A continuación os detallo los materiales necesarios para afrontar el mantenimiento:

  1. Limpiador general para bicicleta. Se trata de un compuesto formado básicamente por agua y jabón. Se aplica en todo el cuadro de la bicicleta, potencia, manillar, horquilla (solo en la zona exterior), bielas y ruedas.
  2. Bayeta. Una bayeta de microfibra nos va a permitir sacar mejor el brillo a nuestra bicicleta así como a poder llegar a todos los detalles de la misma para que nos quede la bici como nueva.
  3. Desengrasante. Lo emplearemos principalmente para limpiar la transmisión (cadena, piñones, platos y desviadores).
  4. Cepillo. El cepillo se usa a la par que el desengrasante. Esta herramienta nos ayuda a profundizar en aquellos puntos menos accesibles como los huecos que hay entre piñones y platos, así como a las zonas internas de la cadena.
  5. Lubricante con teflón. Aquí encontramos una gran variedad, desde aceites con dosificador de aire hasta aceites con dosificador por goteo. Del mismo modo, tenemos un amplio abanico de lubricantes, incluso podemos encontrar lubricantes para condiciones extremas. Yo me he decantado por el lubricante con teflón porque protege nuestra transmisión más que otros aceites.
  6. Limpiador de discos. Si nuestra bicicleta tiene freno de disco este limpiador será absolutamente necesario. Debemos cuidar bien nuestros discos y pastillas. Que nuestro disco coja aceite implica que las pastillas de freno se contaminarán y la frenada no será efectiva.img_int_145182358

Consejos de mantenimiento:

  1. A la hora de aplicar el aceite sobre la cadena debemos ser muy cuidadosos con los discos. Debemos asegurarnos de que no les cae nada de aceite. Una vez la cadena esta lubricada, la moveremos sobre los platos y piñones para que todas las piezas expuestas a fricción queden bien aceitadas.
  2. No debemos limpiar nuestra bicicleta empleando agua a presión. Esto es algo que se hace demasiado y que por norma general está bien visto.
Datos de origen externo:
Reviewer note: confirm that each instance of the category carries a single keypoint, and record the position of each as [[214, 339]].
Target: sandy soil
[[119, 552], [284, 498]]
Realmente no es recomendable hacerlo puesto que muchos de los componentes de la bicicleta llevan en su interior grasa sólida. La presión que ejerce el agua contra la bici puede hacer que una parte de esa agua se filtre al interior de la bicicleta desplazando gran parte de esa grasa lo que puede provocar un óxido prematuro de los rodamientos.
  3. Cada dos o tres salidas es recomendable limpiar y aceitar nuestra bicicleta. Así conservaremos durante mucho más tiempo nuestra transmisión, discos y demás componentes. Si almacenamos suciedad durante un largo periodo de tiempo al final será casi imposible quitarla y nos afectará al rendimiento de nuestra transmisión.

Hacer todo esto que hemos tratado en esta entrada no os llevará más de 30 minutos y a medida que se vaya automatizando el proceso cada vez tardaremos menos en dejar nuestra bicicleta preparada.